I've always wanted to be an artist.  I've spent time as a wanna-be artist and I've spent time as a closet artist and just recently I've learned to be an artist.  The fact of the matter is, I've always been an artist, I was just too afraid to call myself one.  I've spent most of my life too afraid of too many things.  I'm learning how to step away from the fear and embrace the things of which I've been fearful.

Last Friday I went to my friend Joy's yoga studio to participate in an informal, relaxing art/craft night.  We simply made art.  A variety of supplies was provided and we were turned loose to create.  I thoroughly enjoyed myself and the time spent with friends new and old.  The time flew by and I ended up with an incomplete project.  I brought all the pieces of my project home with me and promised Joy I would finish it on my own.  I got home and placed my project on the kitchen counter with a sense of sadness and guilt knowing that it was most likely going to stay in that unfinished stage.

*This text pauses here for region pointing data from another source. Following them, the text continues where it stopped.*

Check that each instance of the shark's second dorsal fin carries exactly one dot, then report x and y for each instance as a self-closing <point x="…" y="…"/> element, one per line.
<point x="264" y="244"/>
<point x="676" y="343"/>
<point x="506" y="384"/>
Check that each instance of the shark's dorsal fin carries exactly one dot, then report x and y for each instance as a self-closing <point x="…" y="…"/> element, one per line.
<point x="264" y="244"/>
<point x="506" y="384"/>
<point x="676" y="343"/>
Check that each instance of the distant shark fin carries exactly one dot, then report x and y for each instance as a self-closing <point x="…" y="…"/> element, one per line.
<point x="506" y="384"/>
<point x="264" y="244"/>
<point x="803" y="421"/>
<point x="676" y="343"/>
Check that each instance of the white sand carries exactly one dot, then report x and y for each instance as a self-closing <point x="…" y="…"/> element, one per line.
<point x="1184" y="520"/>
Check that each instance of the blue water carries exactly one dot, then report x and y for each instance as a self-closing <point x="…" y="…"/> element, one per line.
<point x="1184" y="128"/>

When it comes to art I have always had a difficult time finishing what I start.  This past week (as I neared completion of a project that had been started a couple of years ago) I asked myself why it took me so long to get to this point.  As I explored my past reasons, I realized that finishing something of an artistic or crafty nature makes me an artist.  I have a piece of art that I created and therefore I am creative and artistic.  What if I'm not good enough?  What if no one but me can appreciate it?  What if it turns out to be uuugly?  What if I fail?  Those questions have always been so terrifying that I have always purposely not finished a piece, or even worse, never started.

I now own and embrace that the elation and gratification of creating is what's important.  For now the end product is of miniscule importance compared to the empowerment and bliss that come from the process of creating something, anything.  The project that I started Friday night is still not completed, but not because I am afraid of it turning me into an artist.  It is in a drying stage of creation.  Once the glue has set I will continue working on it until I decide it is complete for I AM AN ARTIST.

A special thanks to my friend Joy, who has helped me in so many ways, learn to be me.